Does all the blame lie with the Sault EDC management for not securing the Ring of Fire Smelter here?  The fault may also lie with the citizens of Sault Ste. Marie.  Previous Ring of Fire Stakeholders favoured the Sault’s location for the Smelter at the Algoma Steel Industrial Lands; triggering an extensive outpouring of NIMBYism.   Many groups, organizations, and citizens railed against the establishment of the Smelter here, in the Sault, for many very good reasons. 

So if we have a Sault EDC that is not capable of securing new industries, industrial jobs and a city not wanting industrial smokestacks; obviously, we need a new direction for the Sault EDC.

WHAT IS THE REAL ECONOMIC DEVELOPMENT OPPORTUNITY FOR THE SAULT?

The Sault EDC outlines areas of economic development that include:  the Film Industry, Agriculture, and of course Tourism. 

There is nothing in the Sault EDC economic development strategy that identifies “Affordable Housing” as a major economic development opportunity for the City of Sault Ste. Marie. 

Sudbury EDC, always being at the right place, at the right time, with the right-ready proposal, for the right Politician has made the connection that there are billions of EDC dollars for “Affordable Housing” that will provide Sudbury the necessary funds for massive “transformational urban development change”.

The City of Sudbury has put a price tag of 300 million dollars for urban redevelopment and the creation of their targeted amount of “Affordable Housing”.  A Sudbury Committee and management teams have put together an impressive 54-point action plan to extricate the 300 million dollars from the Federal and Provincial Governments.  Somebody at Sault EDC should take a good look at it.

The City of Sudbury understands that the Federal Liberal Justin Trudeau Government and the Provincial Conservative Doug Ford Government are desperate for affordable housing and their political survival hinges on it.  This is precisely why Sudbury EDC made the connection between Affordable Housing and economic development through the staggering billion-dollar super-funds of the Housing Accelerator Fund (HAF), Rapid Housing Initiative (RHI), and the phalanxes of other CMHC program funds.

These super-fund programs are transformational for municipalities receiving funding because the money targets these main objectives:

  1. Urban Blight Removal:   It provides funding directly to the municipality to take the lead in infrastructure development.  The funds allow the expropriation and removal of dead asset buildings in city cores, freeing up much-needed infill building opportunities. 
  2. Increase Urban Density:  Create Affordable Housing in existing neighbourhoods and on existing transit lines; allowing denser mixed-use housing.
  3. Convert existing buildings into Affordable Housing.
  4. Social Financialization:  Providing funding directly to Not-for-Profit Housing, Co-operative Housing, and Municipal Housing providers for the creation of Affordable Housing.

Right now, the best economic development opportunity for the City of Sault Ste.

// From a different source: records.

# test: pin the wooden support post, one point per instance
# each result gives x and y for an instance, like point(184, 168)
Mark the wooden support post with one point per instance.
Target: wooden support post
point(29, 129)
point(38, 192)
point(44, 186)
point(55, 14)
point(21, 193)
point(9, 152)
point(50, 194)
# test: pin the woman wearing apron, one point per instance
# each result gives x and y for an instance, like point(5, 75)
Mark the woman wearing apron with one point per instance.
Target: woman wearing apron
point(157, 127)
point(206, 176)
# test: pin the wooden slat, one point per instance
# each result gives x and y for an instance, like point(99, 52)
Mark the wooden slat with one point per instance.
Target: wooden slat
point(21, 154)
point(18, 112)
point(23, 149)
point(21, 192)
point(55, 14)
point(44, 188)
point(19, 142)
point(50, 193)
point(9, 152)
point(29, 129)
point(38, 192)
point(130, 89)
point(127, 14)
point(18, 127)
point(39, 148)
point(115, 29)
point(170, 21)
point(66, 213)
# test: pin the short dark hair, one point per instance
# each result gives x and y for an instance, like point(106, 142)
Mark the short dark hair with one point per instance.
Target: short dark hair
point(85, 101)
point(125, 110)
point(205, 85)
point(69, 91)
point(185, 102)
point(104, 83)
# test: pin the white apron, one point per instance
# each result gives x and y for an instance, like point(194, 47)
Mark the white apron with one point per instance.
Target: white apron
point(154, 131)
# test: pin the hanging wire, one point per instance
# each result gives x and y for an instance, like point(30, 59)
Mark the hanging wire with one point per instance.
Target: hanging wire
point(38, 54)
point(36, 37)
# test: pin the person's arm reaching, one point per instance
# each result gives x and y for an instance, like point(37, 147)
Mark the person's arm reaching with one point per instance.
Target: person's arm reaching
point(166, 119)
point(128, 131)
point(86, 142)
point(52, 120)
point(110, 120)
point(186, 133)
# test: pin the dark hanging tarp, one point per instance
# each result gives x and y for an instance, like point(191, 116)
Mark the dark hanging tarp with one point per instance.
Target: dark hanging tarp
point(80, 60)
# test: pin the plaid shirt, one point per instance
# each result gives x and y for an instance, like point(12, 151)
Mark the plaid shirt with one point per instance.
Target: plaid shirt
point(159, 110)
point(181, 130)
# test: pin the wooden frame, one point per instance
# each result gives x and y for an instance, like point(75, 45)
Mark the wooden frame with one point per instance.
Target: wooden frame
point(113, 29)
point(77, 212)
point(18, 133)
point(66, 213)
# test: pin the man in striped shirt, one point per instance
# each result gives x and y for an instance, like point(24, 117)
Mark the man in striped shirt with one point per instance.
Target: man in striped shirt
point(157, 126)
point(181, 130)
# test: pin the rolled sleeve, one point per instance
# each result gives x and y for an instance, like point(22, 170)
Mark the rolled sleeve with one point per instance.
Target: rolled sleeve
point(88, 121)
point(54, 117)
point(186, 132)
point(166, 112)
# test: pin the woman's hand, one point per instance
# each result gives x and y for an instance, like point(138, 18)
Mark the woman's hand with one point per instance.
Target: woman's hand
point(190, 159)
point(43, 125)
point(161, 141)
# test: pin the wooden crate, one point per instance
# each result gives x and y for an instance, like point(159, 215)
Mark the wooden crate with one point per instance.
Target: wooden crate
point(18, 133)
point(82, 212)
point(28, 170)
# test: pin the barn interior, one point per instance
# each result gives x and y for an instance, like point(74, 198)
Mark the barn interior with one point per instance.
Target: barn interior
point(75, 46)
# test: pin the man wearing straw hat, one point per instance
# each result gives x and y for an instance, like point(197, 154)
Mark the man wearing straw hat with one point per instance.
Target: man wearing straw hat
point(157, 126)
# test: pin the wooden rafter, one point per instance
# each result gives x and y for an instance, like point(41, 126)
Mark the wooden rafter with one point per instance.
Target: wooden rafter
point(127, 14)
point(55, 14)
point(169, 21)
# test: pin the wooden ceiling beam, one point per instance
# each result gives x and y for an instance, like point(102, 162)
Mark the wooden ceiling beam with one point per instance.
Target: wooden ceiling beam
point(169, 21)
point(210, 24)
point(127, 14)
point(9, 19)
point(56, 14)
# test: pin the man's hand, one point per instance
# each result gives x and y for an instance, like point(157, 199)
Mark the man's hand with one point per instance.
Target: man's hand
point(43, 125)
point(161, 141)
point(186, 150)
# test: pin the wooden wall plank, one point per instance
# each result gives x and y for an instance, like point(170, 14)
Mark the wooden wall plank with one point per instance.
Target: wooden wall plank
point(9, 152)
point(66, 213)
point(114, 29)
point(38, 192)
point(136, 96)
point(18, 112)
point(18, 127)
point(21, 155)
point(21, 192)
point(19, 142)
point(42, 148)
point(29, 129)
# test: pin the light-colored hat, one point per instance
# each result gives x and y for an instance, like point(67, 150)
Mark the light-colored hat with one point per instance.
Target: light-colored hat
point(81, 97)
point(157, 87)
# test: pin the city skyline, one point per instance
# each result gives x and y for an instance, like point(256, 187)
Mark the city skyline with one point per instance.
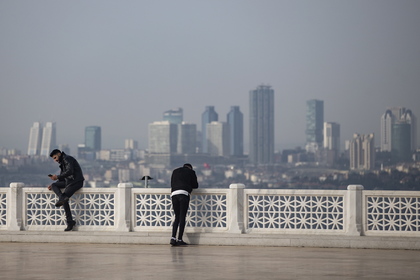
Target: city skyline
point(76, 67)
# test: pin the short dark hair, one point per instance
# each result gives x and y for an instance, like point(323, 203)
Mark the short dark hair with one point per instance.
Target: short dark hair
point(54, 152)
point(188, 165)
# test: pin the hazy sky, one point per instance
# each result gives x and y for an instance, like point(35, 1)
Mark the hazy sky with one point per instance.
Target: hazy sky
point(121, 64)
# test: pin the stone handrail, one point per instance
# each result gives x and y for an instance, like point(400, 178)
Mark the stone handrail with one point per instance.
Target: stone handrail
point(351, 212)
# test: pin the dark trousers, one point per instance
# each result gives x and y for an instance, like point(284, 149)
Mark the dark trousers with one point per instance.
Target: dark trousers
point(180, 204)
point(69, 190)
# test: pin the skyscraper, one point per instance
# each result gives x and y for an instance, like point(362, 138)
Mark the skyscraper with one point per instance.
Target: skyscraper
point(93, 138)
point(314, 124)
point(35, 138)
point(208, 116)
point(332, 136)
point(362, 152)
point(411, 119)
point(401, 141)
point(48, 139)
point(261, 125)
point(235, 120)
point(397, 115)
point(187, 143)
point(175, 116)
point(387, 120)
point(163, 137)
point(218, 139)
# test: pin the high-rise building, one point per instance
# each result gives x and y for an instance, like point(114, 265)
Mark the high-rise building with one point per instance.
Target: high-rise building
point(175, 116)
point(387, 120)
point(48, 139)
point(411, 119)
point(93, 138)
point(261, 125)
point(35, 138)
point(218, 139)
point(314, 124)
point(332, 136)
point(235, 120)
point(362, 152)
point(187, 143)
point(208, 116)
point(397, 115)
point(131, 144)
point(401, 141)
point(163, 137)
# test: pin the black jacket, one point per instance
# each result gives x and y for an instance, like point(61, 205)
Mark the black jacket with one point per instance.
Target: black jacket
point(70, 169)
point(183, 178)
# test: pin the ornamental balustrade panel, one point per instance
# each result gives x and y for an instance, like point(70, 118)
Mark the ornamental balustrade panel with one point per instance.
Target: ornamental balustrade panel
point(391, 212)
point(298, 211)
point(3, 207)
point(92, 208)
point(153, 210)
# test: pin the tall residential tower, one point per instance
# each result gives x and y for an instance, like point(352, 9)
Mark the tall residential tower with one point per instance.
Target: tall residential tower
point(35, 138)
point(261, 125)
point(208, 116)
point(49, 137)
point(314, 124)
point(235, 120)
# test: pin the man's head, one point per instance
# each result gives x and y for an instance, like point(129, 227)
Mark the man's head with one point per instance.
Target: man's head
point(188, 165)
point(55, 154)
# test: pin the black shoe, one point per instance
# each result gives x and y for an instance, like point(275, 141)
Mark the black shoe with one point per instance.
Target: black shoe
point(181, 243)
point(62, 201)
point(70, 226)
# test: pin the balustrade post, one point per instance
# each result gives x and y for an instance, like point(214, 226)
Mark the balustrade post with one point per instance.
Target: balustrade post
point(236, 208)
point(122, 207)
point(14, 207)
point(354, 210)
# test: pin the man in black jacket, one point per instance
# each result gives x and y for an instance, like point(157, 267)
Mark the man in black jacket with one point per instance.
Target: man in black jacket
point(70, 179)
point(183, 181)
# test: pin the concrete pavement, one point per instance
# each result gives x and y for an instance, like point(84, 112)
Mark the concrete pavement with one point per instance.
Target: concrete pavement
point(132, 261)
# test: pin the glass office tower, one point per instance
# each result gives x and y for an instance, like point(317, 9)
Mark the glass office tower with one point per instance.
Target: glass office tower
point(93, 138)
point(314, 124)
point(261, 125)
point(208, 116)
point(235, 120)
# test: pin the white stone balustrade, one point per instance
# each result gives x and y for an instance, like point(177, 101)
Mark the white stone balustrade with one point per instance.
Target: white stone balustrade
point(351, 212)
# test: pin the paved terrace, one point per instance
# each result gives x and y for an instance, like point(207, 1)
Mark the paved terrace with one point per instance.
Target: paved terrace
point(123, 233)
point(122, 261)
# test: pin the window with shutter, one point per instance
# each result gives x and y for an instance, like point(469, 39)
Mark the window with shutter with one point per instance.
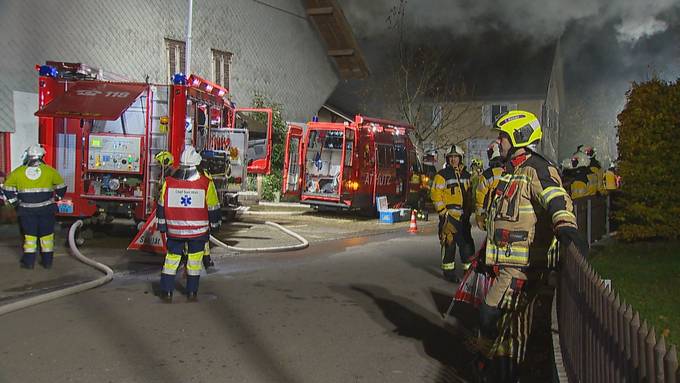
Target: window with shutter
point(491, 112)
point(176, 57)
point(221, 62)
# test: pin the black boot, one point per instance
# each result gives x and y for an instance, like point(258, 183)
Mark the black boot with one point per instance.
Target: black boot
point(166, 296)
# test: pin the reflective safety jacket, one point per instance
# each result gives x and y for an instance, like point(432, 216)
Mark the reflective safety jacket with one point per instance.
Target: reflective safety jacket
point(187, 208)
point(484, 194)
point(611, 181)
point(414, 183)
point(595, 179)
point(451, 192)
point(528, 207)
point(487, 185)
point(34, 188)
point(582, 185)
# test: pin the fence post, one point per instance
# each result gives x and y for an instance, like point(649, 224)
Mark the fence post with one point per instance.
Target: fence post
point(589, 221)
point(659, 354)
point(601, 333)
point(607, 212)
point(650, 342)
point(627, 364)
point(642, 349)
point(634, 355)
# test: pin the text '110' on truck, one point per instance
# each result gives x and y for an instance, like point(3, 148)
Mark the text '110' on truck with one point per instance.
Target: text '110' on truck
point(104, 136)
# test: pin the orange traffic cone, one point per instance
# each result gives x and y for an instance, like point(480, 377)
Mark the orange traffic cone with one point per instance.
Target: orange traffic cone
point(413, 227)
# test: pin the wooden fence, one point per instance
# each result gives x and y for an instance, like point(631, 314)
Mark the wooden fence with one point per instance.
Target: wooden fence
point(602, 339)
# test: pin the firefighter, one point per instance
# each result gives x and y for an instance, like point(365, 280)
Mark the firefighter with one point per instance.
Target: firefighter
point(452, 198)
point(595, 174)
point(166, 160)
point(611, 181)
point(35, 186)
point(529, 208)
point(188, 208)
point(580, 175)
point(488, 183)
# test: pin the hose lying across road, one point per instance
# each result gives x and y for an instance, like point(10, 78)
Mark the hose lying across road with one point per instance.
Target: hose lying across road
point(14, 306)
point(32, 301)
point(304, 243)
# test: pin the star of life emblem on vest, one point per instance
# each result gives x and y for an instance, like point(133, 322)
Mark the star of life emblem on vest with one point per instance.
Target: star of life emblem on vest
point(186, 198)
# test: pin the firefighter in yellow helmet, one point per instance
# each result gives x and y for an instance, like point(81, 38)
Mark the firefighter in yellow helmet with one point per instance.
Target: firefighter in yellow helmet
point(188, 208)
point(34, 187)
point(488, 183)
point(452, 198)
point(528, 208)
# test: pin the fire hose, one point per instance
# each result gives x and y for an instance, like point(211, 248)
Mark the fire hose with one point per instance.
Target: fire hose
point(14, 306)
point(304, 243)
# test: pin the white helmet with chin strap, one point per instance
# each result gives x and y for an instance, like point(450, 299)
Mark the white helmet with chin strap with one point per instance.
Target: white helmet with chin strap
point(190, 157)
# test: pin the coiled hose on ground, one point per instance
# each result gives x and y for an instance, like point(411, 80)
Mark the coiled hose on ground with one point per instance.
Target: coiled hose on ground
point(304, 243)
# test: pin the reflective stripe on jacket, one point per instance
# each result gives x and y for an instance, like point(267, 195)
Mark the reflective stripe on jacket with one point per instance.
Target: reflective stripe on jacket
point(187, 208)
point(34, 188)
point(487, 185)
point(451, 191)
point(528, 206)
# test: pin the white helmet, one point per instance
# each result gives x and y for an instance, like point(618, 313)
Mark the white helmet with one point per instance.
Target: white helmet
point(35, 152)
point(455, 151)
point(190, 157)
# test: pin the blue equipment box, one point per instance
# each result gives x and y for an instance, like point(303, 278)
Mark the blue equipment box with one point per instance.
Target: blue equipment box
point(389, 216)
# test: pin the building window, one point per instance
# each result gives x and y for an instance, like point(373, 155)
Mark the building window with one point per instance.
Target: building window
point(221, 62)
point(491, 112)
point(176, 57)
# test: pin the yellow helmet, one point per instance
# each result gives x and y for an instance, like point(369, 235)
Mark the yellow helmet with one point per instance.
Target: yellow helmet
point(522, 127)
point(164, 158)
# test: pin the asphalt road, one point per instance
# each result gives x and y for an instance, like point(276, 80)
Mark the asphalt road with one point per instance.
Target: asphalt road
point(353, 310)
point(358, 309)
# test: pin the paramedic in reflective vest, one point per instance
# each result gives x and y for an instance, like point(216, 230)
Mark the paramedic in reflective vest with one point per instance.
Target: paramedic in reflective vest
point(34, 187)
point(529, 208)
point(187, 209)
point(488, 183)
point(452, 198)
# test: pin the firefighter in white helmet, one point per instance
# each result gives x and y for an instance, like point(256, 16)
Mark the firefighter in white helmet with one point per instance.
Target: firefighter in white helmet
point(34, 187)
point(452, 198)
point(188, 208)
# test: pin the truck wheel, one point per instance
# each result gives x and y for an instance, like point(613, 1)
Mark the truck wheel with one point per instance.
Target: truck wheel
point(228, 216)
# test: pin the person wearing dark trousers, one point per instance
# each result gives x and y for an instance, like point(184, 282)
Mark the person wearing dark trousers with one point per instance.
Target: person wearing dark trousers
point(35, 187)
point(187, 210)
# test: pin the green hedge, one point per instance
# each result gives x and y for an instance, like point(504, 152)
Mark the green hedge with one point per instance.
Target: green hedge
point(271, 184)
point(649, 156)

Marie is a comprehensive “Affordable Housing Strategy”.  These super-fund program dollars are transformative; not only can these funds help create Affordable Housing; but also go a long way to remove the extensive amount of blighted housing and buildings in our City. 

I sincerely hope that the Sault EDC will make the connection between “Affordable Housing Super-funds” and transformative urban redevelopment, affordable housing, and Sault Ste. Marie’s economic development: or will this be another Sault EDC loss?

Mark Menean, URBAN MATTERS.

Thank you, City of Sudbury website.

One thought on “URBAN MATTERS: Two Sault EDC Losses; Maybe Three.

  1. The backwards city has been putting up roadblocks and red tape stopping businesses from setting up shop for decades, don’t act like it’s a big surprise now. It’s kind of late to worry about it now but if a change is ever desired the first place to start would be getting rid of the current inexperienced immature clueless mayor with all of the wrong priorities and most of the current dead weight Council.